Conseils de prévention :

  • Il est nécessaire de bien faire comprendre aux parents que l’âge conseillé est bien de 16 ans. Des scènes y sont violentes et immorales. La série propose des contenus qui peuvent ne pas être compris à leur juste valeur par les enfants et les adolescents. De fait, les comportements d’imitation de ces scènes peuvent être très dangereux !

  • Le phénomène n’est pas nouveau. Il y a toujours eu des comportements d’imitation de ce qui se voyait à la télévision ou sur Internet. En revanche, c’est la violence et les potentiels débordements que cela peut engendrer qu’il faut bien observer dans ce cas-là. De plus, cette violence se retrouve sur Netflix avec un accès extrêmement facilité.

  • Ce n’est pas parce que ça existe sur Netflix que c’est permis dans la vraie vie ! Frapper un élève, le contraindre à des choses qu’il ne souhaite pas, l’humilier ou l’insulter sont sanctionnés dans le code pénal et le code civil suisses. Et on rappelle que l’âge de responsabilité pénal est fixé à 10 ans. Un élève sous le coup d’une plainte pénale pourrait donc être reconnu responsable de ses actes devant un juge pour mineurs.

  • Il est nécessaire d’insister sur le fait que, comme dans toute production audiovisuelle, les scènes de torture, de violence, de combat, d’exécution ou de souffrance sont fausses. Elles sont tournées par des professionnels du cinéma (comédiens, cascadeurs, pyrotechniciens). On y ajoute des effets spéciaux numériques (retouche d’images par ordinateur pour des scènes d’exécution) et des effets spéciaux physiques (installation de projection de sang pour les impacts de balles dans le corps).

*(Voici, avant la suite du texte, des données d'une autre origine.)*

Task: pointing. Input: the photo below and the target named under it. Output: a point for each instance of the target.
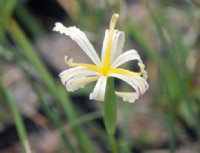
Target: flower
(108, 66)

Il n’y a donc rien de réel dans ces scènes, les reproduire « sans trucage » est donc potentiellement dangereux.

  • L’exposition à la violence est un thème prépondérant dans le développement de l’enfant et de l’adolescent. La série – déconseillée aux moins de 16 ans – est un élément de plus. On peut ajouter la violence des jeux vidéo étiquetés PEGI 16 ou 18, on peut parler aussi de langage explicites de certains artistes, tout comme la violence des images auxquelles on peut assister au journal télévisé. Cette surexposition à la violence dans les images et les sons banalisent cette dernière. Un contrôle de la part des parents est donc nécessaire.

  • En effet, banaliser la violence, c’est donc admettre qu’elle puisse exister partout, comme une possibilité de solutionner un conflit ou un problème. Banaliser la violence c’est donc permettre de l’utiliser aussi souvent que nécessaire en mettant de côté le dialogue, la communication et la médiation. Cette série montre donc la nécessité toujours plus importante de faire appel aux compétences psychosociales dans l’éducation pour armer les élèves avec de l’empathie et une force de discussion.

  • Le développement de l’esprit critique – présent dans le PER et le LP21 – permet également de réfléchir à une lecture plus saine de la série et des contenus violents en général.